There is a cool breeze that is wafting its way across the porch as I write as well.  It is devoid of any hint of humidity which the day might later bring but is now just lazily and happily moving across the porch and my computer, a gentle greeting from the cloud cover above.

And we are in such desperate need for rain - any rain - right now.  Not that we have been so bad as years past, but we are already on severe water restrictions (not that such influences me at this point.  Other than my garden and select plants, I am operating under belief that if it cannot survive the climate here I am not going to make special efforts.  My money and my efforts are better spent on other things). I took a chance last night and did not water the garden in hopes that it would rain - even when the sky said otherwise to me.

The rain seems to be getting harder.  The ground now bears the true appearance of a rainstorm, not just the half-wet appearance of a storm which was all promise and no action.

As I sit here, it strikes me as terribly odd that dreadful things can happen - are happening - half a world away and yet I am sitting here on my porch enjoying a quiet rainstorm as if nothing else in the world was going on.  Surreal, almost.

Now the rain seems to be cutting back some, leaving only the draining sound of the water as it runs down the gutters and into the drainpipes as the major sound.  The cool wind is still making its way across the porch, perhaps a last gift as it moves off to some other porch and summer returns.

Would that all my mornings started this peacefully and full of life-nourishing grace.

Monday, July 14, 2014


Tokai has been this weekend.  As usual, I have enjoyed it even as I am reminded once again of how little I actually know about Iaijutsu. This year's take away for me?  Seriousness.

I realized is practicing and my attendant continued issues of not performing correctly that I am not serious about iaijutsu the way I should be.  I get to a certain level in this (or really in anything) and then I get bored with it.  I am not on the path of continued improvement and truly knowing that which I participate in.  I allow myself to be satisfied at a certain level and consider that to be having "achieved" something.

As I reflected on this Saturday night I realized that this is not only true of iaijutsu but of my life in general.  I want to do things but I never pursue them to the level that I should but only to the level that I am interested in or does not bore me.  The result?  I know a lot about a great deal but am an expert at or achieve very little.

What does this mean?  I need a renewed commitment.  A commitment to actually completing that which I start, a commitment to accomplishing fully that which I set out to do.  A commitment to be serious about that which I undertake, to accept and realize that any decision to start to something is a decision to follow it through to true completion or mastery.

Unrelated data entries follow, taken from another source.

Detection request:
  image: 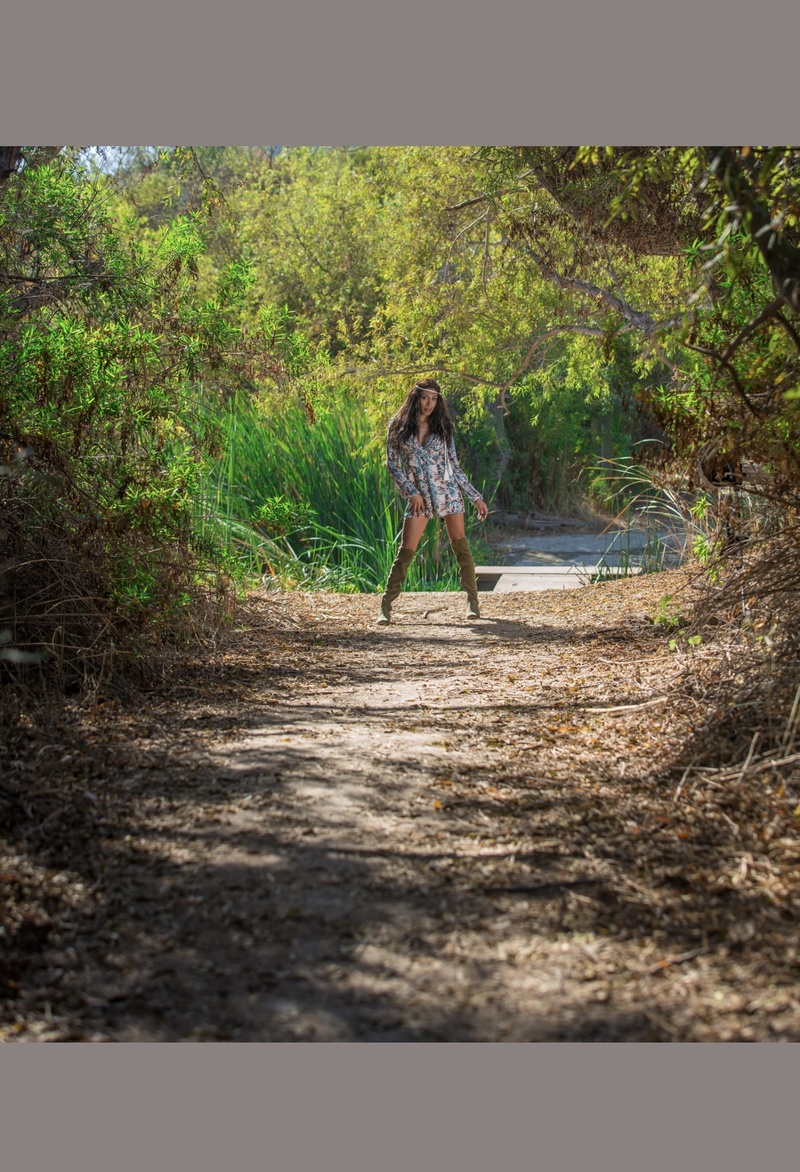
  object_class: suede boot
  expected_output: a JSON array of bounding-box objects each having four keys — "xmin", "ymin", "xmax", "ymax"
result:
[
  {"xmin": 377, "ymin": 545, "xmax": 417, "ymax": 622},
  {"xmin": 450, "ymin": 537, "xmax": 480, "ymax": 619}
]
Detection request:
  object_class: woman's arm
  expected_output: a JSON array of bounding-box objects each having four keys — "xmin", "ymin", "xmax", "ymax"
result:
[{"xmin": 387, "ymin": 435, "xmax": 418, "ymax": 500}]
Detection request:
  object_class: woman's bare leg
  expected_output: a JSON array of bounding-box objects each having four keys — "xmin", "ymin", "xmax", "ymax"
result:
[{"xmin": 401, "ymin": 517, "xmax": 428, "ymax": 550}]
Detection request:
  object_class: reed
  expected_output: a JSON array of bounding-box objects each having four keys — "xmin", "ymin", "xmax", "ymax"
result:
[{"xmin": 196, "ymin": 398, "xmax": 483, "ymax": 592}]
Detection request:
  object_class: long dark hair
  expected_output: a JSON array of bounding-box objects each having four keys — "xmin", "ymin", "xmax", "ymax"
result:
[{"xmin": 389, "ymin": 379, "xmax": 453, "ymax": 443}]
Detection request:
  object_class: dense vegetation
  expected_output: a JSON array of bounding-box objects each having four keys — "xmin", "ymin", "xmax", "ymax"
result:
[{"xmin": 0, "ymin": 147, "xmax": 800, "ymax": 703}]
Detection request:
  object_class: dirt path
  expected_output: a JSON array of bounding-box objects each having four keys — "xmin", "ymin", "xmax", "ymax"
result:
[{"xmin": 4, "ymin": 575, "xmax": 800, "ymax": 1041}]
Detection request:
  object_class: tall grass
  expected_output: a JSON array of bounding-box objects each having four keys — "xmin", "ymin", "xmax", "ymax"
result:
[{"xmin": 197, "ymin": 400, "xmax": 483, "ymax": 592}]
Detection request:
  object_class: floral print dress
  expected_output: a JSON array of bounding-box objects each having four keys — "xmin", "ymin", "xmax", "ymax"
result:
[{"xmin": 387, "ymin": 431, "xmax": 480, "ymax": 517}]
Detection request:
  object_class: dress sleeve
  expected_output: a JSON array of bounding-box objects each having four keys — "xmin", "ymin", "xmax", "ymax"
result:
[
  {"xmin": 387, "ymin": 434, "xmax": 419, "ymax": 500},
  {"xmin": 447, "ymin": 437, "xmax": 483, "ymax": 504}
]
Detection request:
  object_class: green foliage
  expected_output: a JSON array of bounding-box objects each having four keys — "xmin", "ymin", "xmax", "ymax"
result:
[
  {"xmin": 198, "ymin": 398, "xmax": 491, "ymax": 591},
  {"xmin": 0, "ymin": 152, "xmax": 282, "ymax": 672}
]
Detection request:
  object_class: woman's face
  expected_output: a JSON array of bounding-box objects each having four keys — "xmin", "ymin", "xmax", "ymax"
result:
[{"xmin": 419, "ymin": 390, "xmax": 439, "ymax": 420}]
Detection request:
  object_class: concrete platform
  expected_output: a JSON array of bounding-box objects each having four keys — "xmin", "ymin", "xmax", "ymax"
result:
[{"xmin": 476, "ymin": 561, "xmax": 641, "ymax": 594}]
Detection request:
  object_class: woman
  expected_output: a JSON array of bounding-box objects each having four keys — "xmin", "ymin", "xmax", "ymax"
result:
[{"xmin": 377, "ymin": 379, "xmax": 488, "ymax": 622}]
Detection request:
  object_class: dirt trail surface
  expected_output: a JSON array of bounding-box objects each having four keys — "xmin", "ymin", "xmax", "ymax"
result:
[{"xmin": 0, "ymin": 572, "xmax": 800, "ymax": 1041}]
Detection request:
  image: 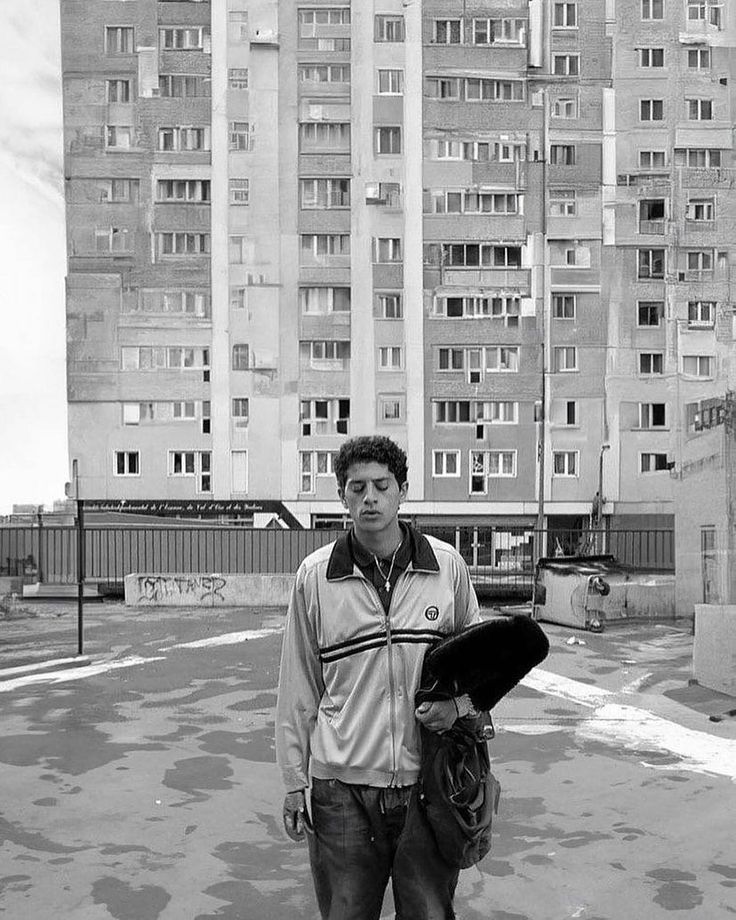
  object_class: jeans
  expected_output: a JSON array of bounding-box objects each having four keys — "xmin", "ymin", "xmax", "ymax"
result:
[{"xmin": 307, "ymin": 779, "xmax": 460, "ymax": 920}]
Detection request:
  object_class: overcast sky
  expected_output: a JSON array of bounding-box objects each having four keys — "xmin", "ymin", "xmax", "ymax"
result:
[{"xmin": 0, "ymin": 0, "xmax": 68, "ymax": 514}]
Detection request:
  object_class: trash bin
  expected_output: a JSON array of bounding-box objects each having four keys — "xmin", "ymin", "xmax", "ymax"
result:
[{"xmin": 532, "ymin": 555, "xmax": 675, "ymax": 630}]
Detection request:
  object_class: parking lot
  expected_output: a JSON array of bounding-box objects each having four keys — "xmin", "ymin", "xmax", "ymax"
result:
[{"xmin": 0, "ymin": 604, "xmax": 736, "ymax": 920}]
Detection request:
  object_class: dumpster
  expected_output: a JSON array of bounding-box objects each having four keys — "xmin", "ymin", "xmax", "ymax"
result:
[{"xmin": 532, "ymin": 555, "xmax": 675, "ymax": 630}]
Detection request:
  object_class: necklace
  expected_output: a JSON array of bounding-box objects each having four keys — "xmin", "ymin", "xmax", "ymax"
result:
[{"xmin": 373, "ymin": 537, "xmax": 404, "ymax": 594}]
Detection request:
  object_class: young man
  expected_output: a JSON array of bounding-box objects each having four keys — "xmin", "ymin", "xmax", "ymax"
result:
[{"xmin": 276, "ymin": 437, "xmax": 480, "ymax": 920}]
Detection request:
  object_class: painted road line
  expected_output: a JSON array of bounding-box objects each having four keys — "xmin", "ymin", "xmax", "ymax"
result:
[
  {"xmin": 0, "ymin": 655, "xmax": 165, "ymax": 693},
  {"xmin": 161, "ymin": 626, "xmax": 284, "ymax": 652},
  {"xmin": 0, "ymin": 655, "xmax": 89, "ymax": 680},
  {"xmin": 508, "ymin": 669, "xmax": 736, "ymax": 781}
]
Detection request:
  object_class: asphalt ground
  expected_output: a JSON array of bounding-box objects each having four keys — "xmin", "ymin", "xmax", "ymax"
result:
[{"xmin": 0, "ymin": 603, "xmax": 736, "ymax": 920}]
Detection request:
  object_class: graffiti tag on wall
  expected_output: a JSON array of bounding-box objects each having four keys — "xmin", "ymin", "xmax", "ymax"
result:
[{"xmin": 138, "ymin": 575, "xmax": 227, "ymax": 604}]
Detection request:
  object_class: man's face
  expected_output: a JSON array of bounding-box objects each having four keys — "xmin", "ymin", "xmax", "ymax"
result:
[{"xmin": 338, "ymin": 462, "xmax": 407, "ymax": 534}]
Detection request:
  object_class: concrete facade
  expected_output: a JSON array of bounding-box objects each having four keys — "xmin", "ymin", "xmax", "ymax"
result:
[{"xmin": 62, "ymin": 0, "xmax": 736, "ymax": 526}]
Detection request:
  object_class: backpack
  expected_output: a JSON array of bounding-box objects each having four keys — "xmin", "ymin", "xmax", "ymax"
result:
[{"xmin": 416, "ymin": 690, "xmax": 501, "ymax": 869}]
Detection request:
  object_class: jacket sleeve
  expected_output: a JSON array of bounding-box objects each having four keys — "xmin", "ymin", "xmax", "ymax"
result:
[
  {"xmin": 454, "ymin": 553, "xmax": 482, "ymax": 634},
  {"xmin": 276, "ymin": 565, "xmax": 324, "ymax": 792}
]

I took the time to list out the things that I feel are important to myself and my life.  10 things.  I am going to use as the basis of my commitment and seriousness.  If it is on the list, it needs to become an item which I intend to either complete or master.  And for those which I complete, I will place another item on the list.

Life is to short to not be serious about that which we do and seek to do it to the best of our abilities.